The Balkans from within,
Reginald Wyon
 

Montenegro
 

THE CENTRAL PRISON OF MONTENEGRO
 

THE hot July sun is burning down on the white courtyard of the prison with a painful glare. It is no wonder that few prisoners are about and have sought the cool of the cells; still, one or two are lying on mats in the shade, tossing restlessly. The tossing produces a melancholy sound - that of the clanking of a heavy chain - for we are inspecting the lower prison, where only the long-sentence men are kept, and they are all chained.

The prison building is on our left, a large one-storied structure standing in a great space surrounded by walls and divided into court-yards. The top floor is distinct from the lower and has its own yard on the other side.
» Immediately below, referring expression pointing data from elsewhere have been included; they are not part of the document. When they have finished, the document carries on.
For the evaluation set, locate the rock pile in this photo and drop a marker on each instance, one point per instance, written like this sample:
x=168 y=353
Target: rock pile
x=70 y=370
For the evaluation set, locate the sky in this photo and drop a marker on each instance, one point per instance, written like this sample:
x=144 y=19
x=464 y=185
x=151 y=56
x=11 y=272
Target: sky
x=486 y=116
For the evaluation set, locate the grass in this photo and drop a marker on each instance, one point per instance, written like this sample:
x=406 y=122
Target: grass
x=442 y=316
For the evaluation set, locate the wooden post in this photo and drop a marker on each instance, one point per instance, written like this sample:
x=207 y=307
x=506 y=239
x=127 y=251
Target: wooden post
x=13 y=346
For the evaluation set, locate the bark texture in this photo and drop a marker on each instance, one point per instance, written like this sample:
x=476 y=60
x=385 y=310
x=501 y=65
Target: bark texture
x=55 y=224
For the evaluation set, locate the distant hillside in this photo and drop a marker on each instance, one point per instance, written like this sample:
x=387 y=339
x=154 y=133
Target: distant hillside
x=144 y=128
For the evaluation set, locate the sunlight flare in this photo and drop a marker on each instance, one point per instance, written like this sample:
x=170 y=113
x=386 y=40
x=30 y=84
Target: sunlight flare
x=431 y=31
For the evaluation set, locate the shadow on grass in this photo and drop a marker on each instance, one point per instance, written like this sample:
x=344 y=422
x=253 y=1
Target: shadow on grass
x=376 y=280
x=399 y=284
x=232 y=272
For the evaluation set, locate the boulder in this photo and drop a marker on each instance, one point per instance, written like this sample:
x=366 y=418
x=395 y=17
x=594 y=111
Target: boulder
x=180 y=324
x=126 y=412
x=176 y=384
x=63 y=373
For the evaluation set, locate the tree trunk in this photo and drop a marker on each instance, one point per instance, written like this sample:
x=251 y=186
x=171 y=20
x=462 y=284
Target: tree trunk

We enter the long corridor, and the old warder runs along flinging open every door. The prisoners jump to their feet - there are two in each cell - as we pass, answering cheerily the governor's greeting. They are busy eating the midday ration, too, and thrust it from them as we enter each cell in turn.

"Seat yourselves," says the kindly governor. "Ah, God greet thee, Stano, how art thou?"

A fine-looking man rises and answers -

"May thy luck be good, Stefan; I am well, thanks be to God."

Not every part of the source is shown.